Skip to content

Slack

rlwatch posts alerts to Slack via incoming webhooks. The webhook URL is the only required setting.

Setup

  1. Create an incoming webhook in your Slack workspace: Apps → Incoming Webhooks → Add to Slack.
  2. Copy the webhook URL (looks like https://hooks.slack.com/services/T.../B.../...).
  3. Configure rlwatch one of two ways:

Environment variable (recommended for CI/CD):

export RLWATCH_SLACK_WEBHOOK_URL="https://hooks.slack.com/services/..."

rlwatch.yaml:

alerts:
  slack:
    webhook_url: "https://hooks.slack.com/services/..."

You don't need to set enabled: true explicitly — rlwatch flips the flag automatically when the webhook URL is set.

Payload format

Each alert becomes a Slack message with block kit blocks:

  • Header with severity emoji (🚨 for critical, ⚠️ for warning) and detector name
  • Section with run id and step
  • Section with the alert message
  • Section with the recommended action
  • Section with up to 10 metric values from the alert

Mentioning users

alerts:
  slack:
    webhook_url: "..."
    channel: "#ml-alerts"
    mention_users: ["U12345", "U67890"]

mention_users takes Slack member IDs (the ones that look like U...), not display names.
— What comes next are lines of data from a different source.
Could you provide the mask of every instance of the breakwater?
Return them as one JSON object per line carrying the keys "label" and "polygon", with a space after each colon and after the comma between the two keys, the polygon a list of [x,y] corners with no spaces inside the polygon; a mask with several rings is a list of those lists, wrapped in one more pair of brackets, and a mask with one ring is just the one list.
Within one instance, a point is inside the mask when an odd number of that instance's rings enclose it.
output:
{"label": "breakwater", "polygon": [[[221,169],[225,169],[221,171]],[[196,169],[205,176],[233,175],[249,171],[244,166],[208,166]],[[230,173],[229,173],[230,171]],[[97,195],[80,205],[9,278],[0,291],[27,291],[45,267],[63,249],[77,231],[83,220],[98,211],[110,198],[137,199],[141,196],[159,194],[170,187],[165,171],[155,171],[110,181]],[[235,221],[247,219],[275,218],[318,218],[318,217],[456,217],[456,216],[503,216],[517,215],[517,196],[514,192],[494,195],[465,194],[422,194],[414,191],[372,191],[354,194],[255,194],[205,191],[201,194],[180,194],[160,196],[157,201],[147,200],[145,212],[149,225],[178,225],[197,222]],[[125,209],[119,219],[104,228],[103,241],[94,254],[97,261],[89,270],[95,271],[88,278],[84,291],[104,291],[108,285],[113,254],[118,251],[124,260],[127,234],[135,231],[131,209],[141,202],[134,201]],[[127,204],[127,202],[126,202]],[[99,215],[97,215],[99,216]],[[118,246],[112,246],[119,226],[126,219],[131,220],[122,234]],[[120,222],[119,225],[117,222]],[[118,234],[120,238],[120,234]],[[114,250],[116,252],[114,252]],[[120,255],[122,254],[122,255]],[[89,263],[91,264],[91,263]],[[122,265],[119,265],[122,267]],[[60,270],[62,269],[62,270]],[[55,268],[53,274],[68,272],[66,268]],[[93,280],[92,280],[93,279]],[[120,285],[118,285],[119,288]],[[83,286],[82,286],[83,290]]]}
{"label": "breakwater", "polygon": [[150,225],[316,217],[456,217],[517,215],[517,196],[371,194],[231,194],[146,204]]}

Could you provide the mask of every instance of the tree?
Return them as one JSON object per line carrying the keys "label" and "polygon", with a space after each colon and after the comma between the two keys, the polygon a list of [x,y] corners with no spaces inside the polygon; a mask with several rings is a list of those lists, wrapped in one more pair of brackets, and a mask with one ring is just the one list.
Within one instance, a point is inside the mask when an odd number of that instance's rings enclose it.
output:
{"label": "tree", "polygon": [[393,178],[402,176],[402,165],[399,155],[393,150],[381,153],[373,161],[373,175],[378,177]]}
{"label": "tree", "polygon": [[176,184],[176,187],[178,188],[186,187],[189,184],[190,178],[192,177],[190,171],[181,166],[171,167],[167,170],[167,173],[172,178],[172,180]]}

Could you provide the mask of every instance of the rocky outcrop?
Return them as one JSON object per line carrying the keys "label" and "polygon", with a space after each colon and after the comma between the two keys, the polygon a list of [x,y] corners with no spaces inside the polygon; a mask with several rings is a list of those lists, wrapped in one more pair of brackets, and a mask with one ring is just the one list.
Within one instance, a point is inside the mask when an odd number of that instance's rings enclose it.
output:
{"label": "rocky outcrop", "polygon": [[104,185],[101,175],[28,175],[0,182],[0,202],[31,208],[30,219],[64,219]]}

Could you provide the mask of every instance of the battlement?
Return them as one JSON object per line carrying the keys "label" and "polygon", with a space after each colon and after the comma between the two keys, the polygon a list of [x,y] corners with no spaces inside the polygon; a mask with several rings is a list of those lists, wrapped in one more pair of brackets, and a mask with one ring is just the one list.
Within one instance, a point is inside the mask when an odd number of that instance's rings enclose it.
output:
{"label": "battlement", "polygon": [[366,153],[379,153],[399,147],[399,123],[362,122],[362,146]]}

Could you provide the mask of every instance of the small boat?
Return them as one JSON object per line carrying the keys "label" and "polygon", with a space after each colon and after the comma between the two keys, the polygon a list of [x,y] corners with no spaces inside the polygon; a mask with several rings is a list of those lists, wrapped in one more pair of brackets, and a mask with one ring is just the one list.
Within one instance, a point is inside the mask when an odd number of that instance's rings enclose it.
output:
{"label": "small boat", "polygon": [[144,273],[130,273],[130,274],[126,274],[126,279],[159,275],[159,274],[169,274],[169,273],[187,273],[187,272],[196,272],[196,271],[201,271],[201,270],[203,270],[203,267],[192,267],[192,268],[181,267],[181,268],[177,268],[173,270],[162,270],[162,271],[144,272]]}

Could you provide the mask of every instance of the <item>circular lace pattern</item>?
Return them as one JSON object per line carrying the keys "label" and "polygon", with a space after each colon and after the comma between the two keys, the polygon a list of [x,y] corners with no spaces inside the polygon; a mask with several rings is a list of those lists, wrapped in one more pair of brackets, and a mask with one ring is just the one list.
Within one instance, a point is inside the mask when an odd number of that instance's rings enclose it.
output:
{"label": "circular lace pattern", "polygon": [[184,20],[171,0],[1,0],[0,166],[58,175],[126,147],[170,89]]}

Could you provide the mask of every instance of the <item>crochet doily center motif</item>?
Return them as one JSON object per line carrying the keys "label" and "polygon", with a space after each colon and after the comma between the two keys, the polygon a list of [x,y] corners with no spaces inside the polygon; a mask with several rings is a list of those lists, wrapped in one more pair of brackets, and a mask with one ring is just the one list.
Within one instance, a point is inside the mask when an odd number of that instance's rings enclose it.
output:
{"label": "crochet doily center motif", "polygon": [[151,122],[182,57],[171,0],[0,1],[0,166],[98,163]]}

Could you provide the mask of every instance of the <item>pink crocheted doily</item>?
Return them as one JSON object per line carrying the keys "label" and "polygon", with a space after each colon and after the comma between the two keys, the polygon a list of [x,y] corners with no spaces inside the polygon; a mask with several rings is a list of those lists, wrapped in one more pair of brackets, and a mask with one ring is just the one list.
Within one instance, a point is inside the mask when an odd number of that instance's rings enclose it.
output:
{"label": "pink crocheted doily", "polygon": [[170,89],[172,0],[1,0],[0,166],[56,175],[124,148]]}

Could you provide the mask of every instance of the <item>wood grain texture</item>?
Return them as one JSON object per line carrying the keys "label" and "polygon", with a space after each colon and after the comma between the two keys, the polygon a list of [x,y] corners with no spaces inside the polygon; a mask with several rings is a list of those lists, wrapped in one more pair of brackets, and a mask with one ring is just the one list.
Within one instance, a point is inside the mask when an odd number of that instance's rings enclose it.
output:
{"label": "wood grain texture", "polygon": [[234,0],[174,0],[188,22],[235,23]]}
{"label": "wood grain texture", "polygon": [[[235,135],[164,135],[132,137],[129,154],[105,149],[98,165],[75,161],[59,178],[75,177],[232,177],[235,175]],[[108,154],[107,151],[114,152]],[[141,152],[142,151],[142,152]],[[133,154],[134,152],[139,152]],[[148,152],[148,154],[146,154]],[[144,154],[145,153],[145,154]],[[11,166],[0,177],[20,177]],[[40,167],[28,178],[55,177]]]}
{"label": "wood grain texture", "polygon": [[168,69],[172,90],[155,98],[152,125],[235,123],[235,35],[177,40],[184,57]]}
You can find a member ID by clicking a user's profile and copying it from "More → Copy member ID".

Failure handling

If the webhook returns a non-200, the failure is logged at error level. If the connection fails, the failure is logged. Either way, training is not interrupted — Slack delivery runs in a daemon thread and exceptions are caught.